Evaluation of the situation must properly consider not only financials, but also the impact on major stakeholders within the market and beyond.  Do not proceed until these questions have been completely addressed:

- Are the price cuts actually making your business unsustainable?

- Can the cuts be managed within a defined period of time promised by the government?

- What is the likely impact on pricing in other markets referencing the market in question?

- Has the government acted in good faith with you and your portfolio in the past?

- Does your competition stand to benefit through your actions?

- Is the therapeutic area one which will rouse the media to make an example of your company?

- Will patients have treatment alternatives without the availability of your product?

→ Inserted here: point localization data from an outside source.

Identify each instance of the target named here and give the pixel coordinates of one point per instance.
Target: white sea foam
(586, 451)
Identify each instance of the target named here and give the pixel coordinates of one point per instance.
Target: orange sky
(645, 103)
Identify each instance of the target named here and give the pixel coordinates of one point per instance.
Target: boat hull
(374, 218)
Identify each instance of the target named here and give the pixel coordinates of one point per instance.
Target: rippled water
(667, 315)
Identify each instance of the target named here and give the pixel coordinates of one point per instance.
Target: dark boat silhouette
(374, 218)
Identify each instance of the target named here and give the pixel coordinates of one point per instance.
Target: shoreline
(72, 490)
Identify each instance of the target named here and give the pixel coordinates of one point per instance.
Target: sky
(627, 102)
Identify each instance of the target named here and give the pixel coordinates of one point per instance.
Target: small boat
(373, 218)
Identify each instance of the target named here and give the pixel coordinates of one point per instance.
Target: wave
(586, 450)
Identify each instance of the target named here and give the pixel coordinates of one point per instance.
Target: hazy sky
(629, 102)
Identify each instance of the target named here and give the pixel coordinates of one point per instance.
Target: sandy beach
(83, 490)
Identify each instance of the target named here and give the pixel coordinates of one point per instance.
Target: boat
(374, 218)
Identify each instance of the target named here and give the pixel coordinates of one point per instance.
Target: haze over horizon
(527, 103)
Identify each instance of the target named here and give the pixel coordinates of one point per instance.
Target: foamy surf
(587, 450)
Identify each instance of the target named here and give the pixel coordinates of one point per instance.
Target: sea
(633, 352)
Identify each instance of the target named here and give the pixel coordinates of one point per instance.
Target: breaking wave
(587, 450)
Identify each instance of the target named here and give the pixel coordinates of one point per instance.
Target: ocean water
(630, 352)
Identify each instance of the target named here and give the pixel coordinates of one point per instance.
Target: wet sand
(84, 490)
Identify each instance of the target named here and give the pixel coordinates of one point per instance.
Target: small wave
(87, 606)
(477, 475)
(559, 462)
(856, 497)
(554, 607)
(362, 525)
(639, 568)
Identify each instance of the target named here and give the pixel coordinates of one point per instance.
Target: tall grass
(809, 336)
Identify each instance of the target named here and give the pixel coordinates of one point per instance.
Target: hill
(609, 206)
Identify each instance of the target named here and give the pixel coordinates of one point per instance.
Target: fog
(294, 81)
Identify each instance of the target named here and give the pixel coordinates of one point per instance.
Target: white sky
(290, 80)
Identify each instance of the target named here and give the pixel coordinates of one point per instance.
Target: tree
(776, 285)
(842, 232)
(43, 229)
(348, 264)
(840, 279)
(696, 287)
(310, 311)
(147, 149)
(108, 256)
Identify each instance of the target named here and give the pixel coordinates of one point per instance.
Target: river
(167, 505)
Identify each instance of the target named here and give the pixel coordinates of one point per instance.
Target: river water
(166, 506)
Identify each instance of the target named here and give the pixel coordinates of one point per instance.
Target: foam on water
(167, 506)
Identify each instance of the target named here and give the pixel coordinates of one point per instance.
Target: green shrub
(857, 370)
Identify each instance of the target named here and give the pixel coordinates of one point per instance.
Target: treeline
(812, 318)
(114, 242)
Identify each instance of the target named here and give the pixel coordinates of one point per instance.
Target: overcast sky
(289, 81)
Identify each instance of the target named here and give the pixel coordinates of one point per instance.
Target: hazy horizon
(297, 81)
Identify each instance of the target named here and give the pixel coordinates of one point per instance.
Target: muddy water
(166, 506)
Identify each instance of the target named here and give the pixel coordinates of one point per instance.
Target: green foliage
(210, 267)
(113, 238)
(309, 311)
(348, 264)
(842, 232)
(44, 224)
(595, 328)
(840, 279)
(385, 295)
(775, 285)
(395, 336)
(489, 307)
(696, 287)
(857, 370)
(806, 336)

- Will physicians’ negative perception spread across your portfolio for products still marketed?
 

  • Consider the optics of an action such as pulling product

Diabetes, for example, is a high-prevalence therapeutic area where most people at least know someone affected by the disease.  The impact of a company pulling a product for this area is far more ‘personal’ when this is the case.  High profile diseases, like paediatric diseases, may also build additional public scrutiny.

  • Is it worth it?

Certain signs indicate that the pricing conflict may be worth the battle, as well as the possibility of it spilling onto the front page of major international media outlets: a high-mortality disease state, deep list-price cuts in excess of 20%, no timeline for a return to reasonable price-levels, an undiplomatic government excluding the industry from the decision process.  Only a thorough evaluation of the situation and options can elucidate the appropriate next step.
 

Few economists believe the European debt crisis will improve remarkably within the next six months.  Recovery will be gradual, and so should governments’ pharmaceutical policies.  In cases where policy adjustment is rushed and dismissive of pharmaceutical industry dialogue, industry’s reaction to such policies should be planned and orchestrated.  The decision-making process should include a customised assessment of assets at risk, as well as the likely competitive reactions and effects on brand viability.  Pulling product should be an action of last resort; short-term gains may be made by refusing to market products due to price-reductions, but the long-term impact may be more damaging than immediately visible.